Description
Assignment overview. This assignment is designed to show some examples of Bayesian Networks and generative models. This assignment requires you to apply a Gaussian mixture model to the Iris dataset with the Expectation Maximization (EM) algorithm. The second question is an example to apply a probabilistic modeling package called Lea for discrete probabilistic modeling. Grad students are also required to implement a naïve Bayes classifier. As usual, please provide your answers in form of a Jupyter Notebook.
Questions:
- [30 marks] This Assignment requires you to write a Python program that loads the Iris dataset from the first assignment and apply EM with a Gaussian mixture model on the IRIS data. You are not allowed to use any Python library for the EM algorithm itsef, but you are of course allowed to use other helper functions. You might compare the results of your program with sklearn models, but the whole exercise is to write the algorithm yourself.
- [30 marks, 15 marks for Grads] Write a program to implement EM with a Gaussian mixture model on the Iris dataset for k=3 and plot the Sepal data points with a color coding based on the obtained clusters. More specifically, you can plot the data points with color where the RGB colour values correspond to the probability estimates of a data point belonging to each class.
Hint: You can use linalg.pinv to find the inverse of a matrix. Also, numpy.copy can be used to temporary save a vector. - Graduate students only [15 marks] Evaluate the prediction quality with different number of assumed classes (k=2,3,4). Explain briefly your evaluation method and discuss your finding.

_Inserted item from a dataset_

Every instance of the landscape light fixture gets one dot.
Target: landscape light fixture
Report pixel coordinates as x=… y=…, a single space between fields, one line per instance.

- [30 marks, 15 marks for Grads] Write a program to implement EM with a Gaussian mixture model on the Iris dataset for k=3 and plot the Sepal data points with a color coding based on the obtained clusters. More specifically, you can plot the data points with color where the RGB colour values correspond to the probability estimates of a data point belonging to each class.
- [20 marks, 10 marks for Grads] This Assignment requires you to write a Python script to calculate some inference of a simplified version of the car repair example from the manuscript. Given are the following probabilities:
The marginal probability that the alternator is broken is 1/1000 and the marginal probability that the fan belt is broken is 2/100. The probability that the battery is charging when either the alternator or the fan belt is broken is zero. However, even if both are working there is a 5/1000 probability that the battery is not charging. When the battery is not charging then there is a 90% chance that the battery is flat, though even if the battery is charging then there is a 10% chance that the battery is flat. Finally, the car does not start if either the battery is flat, or there is no gas, or the starter is broken. However. Even if these three conditions don’t hold there is a 5% chance that the car won’t start.- Draw the causal model of this system.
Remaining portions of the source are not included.